Solve by using I.F method?

Question

(2xy^4e^y + 2xy^3 + y)dx + (x^2y^4e^y - x^2y^2-3x)dy = 0

Answer 1

(2xy⁴ e^y + 2xy³ + y) dx + (x²y⁴ e^y - x²y² - 3x) dy = 0

First, check to see whether this equation is exact. Let P = (2xy⁴ e^y + 2xy³ + y) and Q = (x²y⁴ e^y - x²y² - 3x):

∂P/∂y = 8xy³ e^y + 2xy⁴ e^y + 6xy² + 1
∂Q/∂x = 2x⁴ e^y - 2xy² - 3

Not even close to being exact. So we need an integrating factor, u(x, y), such that if we multiply both sides by u, the equation will be exact. Meaning:

∂(uP)/∂y = ∂(uQ)/∂x, and thus:

∂u/∂y P + u ∂P/∂y = ∂u/∂x Q + u ∂Q/∂x

Now, this PDE will be a PITA to solve if u is a function of both variables. But suppose that u is a function of y only: then we have ∂u/∂x = 0, so solving for (∂u/∂y)/u:

∂u/∂y P = u (∂Q/∂x - ∂P/∂y)
(∂u/∂y)/u = (∂Q/∂x - ∂P/∂y)/P

Obviously, this means that (∂Q/∂x - ∂P/∂y)/P will be a function of y only. Conversely, if u is a function of x only, a similar procedure reveals that (∂P/∂y - ∂Q/∂x)/Q will be a function of x only. In either case, it will be helpful to know what ∂Q/∂x - ∂P/∂y is, so computing it:

∂Q/∂x - ∂P/∂y
(2x⁴ e^y - 2xy² - 3) - (8xy³ e^y + 2xy⁴ e^y + 6xy² + 1)
- 8xy³ e^y - 8xy² - 4
- 4/y (2xy⁴ e^y + 2xy³ + y)
-4/y P

So indeed, (∂Q/∂x - ∂P/∂y)/P = -4/y and so is a function of y only. So u is a function of y only, and we have:

(∂u/∂y)/u = (∂Q/∂x - ∂P/∂y)/P = -4/y
ln |u| = ∫-4/y dy = -4 ln |y|
u = y⁻⁴.

So multiplying by the integrating factor:

(2x e^y + 2xy⁻¹ + y⁻³) dx + (x² e^y - x²y⁻² - 3xy⁻⁴) dy = 0

And if we redefine P = (2x e^y + 2xy⁻¹ + y⁻³) and Q = (x² e^y - x²y⁻² - 3xy⁻⁴), and check their partial derivatives:

∂P/∂y = 2x e^y - 2xy⁻² - 3y⁻⁴
∂Q/∂x = 2x e^y - 2xy⁻² - 3y⁻⁴

So this equation is now exact, and we can get on with solving it.
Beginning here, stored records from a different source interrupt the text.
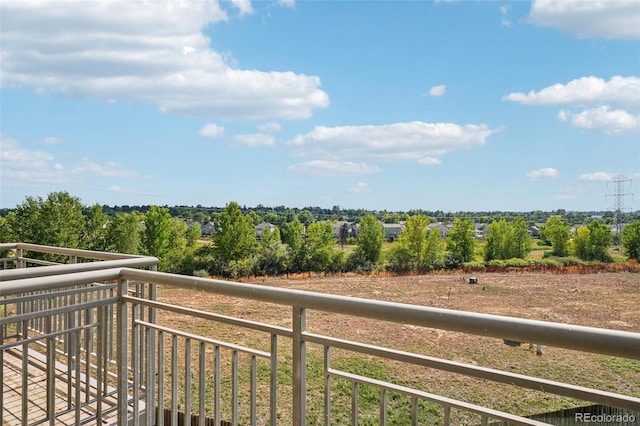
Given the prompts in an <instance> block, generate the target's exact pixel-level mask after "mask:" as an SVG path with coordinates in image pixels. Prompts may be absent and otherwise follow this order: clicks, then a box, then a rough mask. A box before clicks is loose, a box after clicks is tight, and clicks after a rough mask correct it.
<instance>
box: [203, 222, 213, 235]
mask: <svg viewBox="0 0 640 426" xmlns="http://www.w3.org/2000/svg"><path fill="white" fill-rule="evenodd" d="M214 229H215V226H214V225H213V222H207V223H205V224H203V225H202V235H211V234H213V230H214Z"/></svg>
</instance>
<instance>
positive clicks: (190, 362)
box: [184, 338, 191, 425]
mask: <svg viewBox="0 0 640 426" xmlns="http://www.w3.org/2000/svg"><path fill="white" fill-rule="evenodd" d="M184 392H185V396H184V424H185V425H191V339H190V338H187V339H185V343H184Z"/></svg>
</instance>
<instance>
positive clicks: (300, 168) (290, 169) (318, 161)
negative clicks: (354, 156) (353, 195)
mask: <svg viewBox="0 0 640 426" xmlns="http://www.w3.org/2000/svg"><path fill="white" fill-rule="evenodd" d="M289 170H290V171H292V172H295V173H299V174H303V175H309V176H333V177H336V176H357V175H364V174H372V173H378V172H379V171H380V168H379V167H378V166H371V165H368V164H364V163H354V162H351V161H329V160H312V161H307V162H305V163H300V164H294V165H293V166H290V167H289Z"/></svg>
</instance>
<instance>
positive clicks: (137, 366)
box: [131, 304, 143, 426]
mask: <svg viewBox="0 0 640 426" xmlns="http://www.w3.org/2000/svg"><path fill="white" fill-rule="evenodd" d="M141 310H142V309H141V307H140V305H138V304H134V305H133V306H132V309H131V366H132V368H133V371H132V376H133V377H132V379H133V384H132V389H131V390H132V399H133V426H138V425H139V418H140V404H139V402H140V365H141V364H140V329H141V328H143V327H140V325H138V323H137V319H138V315H139V314H140V311H141Z"/></svg>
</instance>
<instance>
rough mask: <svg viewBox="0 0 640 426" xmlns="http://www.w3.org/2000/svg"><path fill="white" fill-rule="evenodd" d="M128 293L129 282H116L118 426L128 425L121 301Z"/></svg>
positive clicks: (127, 309)
mask: <svg viewBox="0 0 640 426" xmlns="http://www.w3.org/2000/svg"><path fill="white" fill-rule="evenodd" d="M128 291H129V281H128V280H123V279H121V280H119V281H118V303H117V309H116V310H117V319H116V321H117V330H116V359H117V364H118V424H119V425H126V424H128V420H127V417H128V400H129V390H128V376H129V371H128V366H129V362H128V344H127V339H128V336H127V332H128V328H129V325H128V316H129V309H128V303H127V301H126V300H124V299H123V297H124V296H126V295H127V292H128Z"/></svg>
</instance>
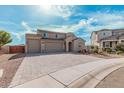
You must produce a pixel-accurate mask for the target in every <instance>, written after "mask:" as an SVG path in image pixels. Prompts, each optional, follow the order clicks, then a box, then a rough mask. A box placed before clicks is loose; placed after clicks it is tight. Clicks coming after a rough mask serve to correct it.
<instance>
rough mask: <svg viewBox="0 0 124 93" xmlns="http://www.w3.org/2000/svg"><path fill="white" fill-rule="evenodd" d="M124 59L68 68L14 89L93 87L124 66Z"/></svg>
mask: <svg viewBox="0 0 124 93" xmlns="http://www.w3.org/2000/svg"><path fill="white" fill-rule="evenodd" d="M123 60H124V58H117V59H103V60H99V61H95V62H91V63H85V64H80V65H77V66H73V67H69V68H66V69H63V70H60V71H56V72H54V73H50V74H48V75H45V76H42V77H40V78H37V79H34V80H32V81H29V82H25V83H24V84H21V85H17V86H10V87H16V88H34V87H37V88H44V87H45V88H52V87H55V88H57V87H59V88H63V87H95V86H96V85H97V84H98V83H99V82H100V81H101V80H102V79H103V78H104V77H105V76H107V75H108V74H109V73H111V72H112V71H114V70H116V69H118V68H120V67H122V66H124V62H123Z"/></svg>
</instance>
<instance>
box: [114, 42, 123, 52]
mask: <svg viewBox="0 0 124 93" xmlns="http://www.w3.org/2000/svg"><path fill="white" fill-rule="evenodd" d="M115 50H116V51H122V52H124V44H118V45H117V46H116V48H115Z"/></svg>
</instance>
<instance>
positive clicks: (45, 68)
mask: <svg viewBox="0 0 124 93" xmlns="http://www.w3.org/2000/svg"><path fill="white" fill-rule="evenodd" d="M100 59H102V58H96V57H93V56H88V55H81V54H71V53H70V54H65V53H63V54H49V55H41V54H32V55H28V56H26V57H25V58H24V60H23V62H22V64H21V65H20V67H19V69H18V71H17V73H16V74H15V77H14V78H13V80H12V82H11V84H10V87H13V86H16V85H19V84H22V83H25V82H27V81H30V80H33V79H36V78H39V77H41V76H43V75H46V74H49V73H51V72H55V71H57V70H61V69H64V68H67V67H70V66H74V65H79V64H83V63H87V62H93V61H96V60H100Z"/></svg>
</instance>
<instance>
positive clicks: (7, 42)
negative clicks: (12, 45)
mask: <svg viewBox="0 0 124 93" xmlns="http://www.w3.org/2000/svg"><path fill="white" fill-rule="evenodd" d="M10 42H12V39H11V35H10V33H8V32H5V31H0V49H1V47H2V46H3V45H6V44H8V43H10Z"/></svg>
We are looking for a function ψ such that ∂ψ/∂x = P and ∂ψ/∂y = Q. So solving these equations:

∂ψ/∂x = 2x e^y + 2xy⁻¹ + y⁻³
ψ = ∫2x e^y + 2xy⁻¹ + y⁻³ dx
ψ = x²e^y + x²y⁻¹ + xy⁻³ + C(y)
∂ψ/∂y = x²e^y - x²y⁻² - 3xy⁻⁴ + ∂C/∂y
x² e^y - x²y⁻² - 3xy⁻⁴ = x²e^y - x²y⁻² - 3xy⁻⁴ + ∂C/∂y
∂C/∂y = 0
C(y) = K (K is constant)
ψ = x²e^y + x²y⁻¹ + xy⁻³ + K

Thus we have that:

x²e^y + x²y⁻¹ + xy⁻³ = K

Finding an explicit solution is not practical, so we'll leave this as an implicit solution. So we are done.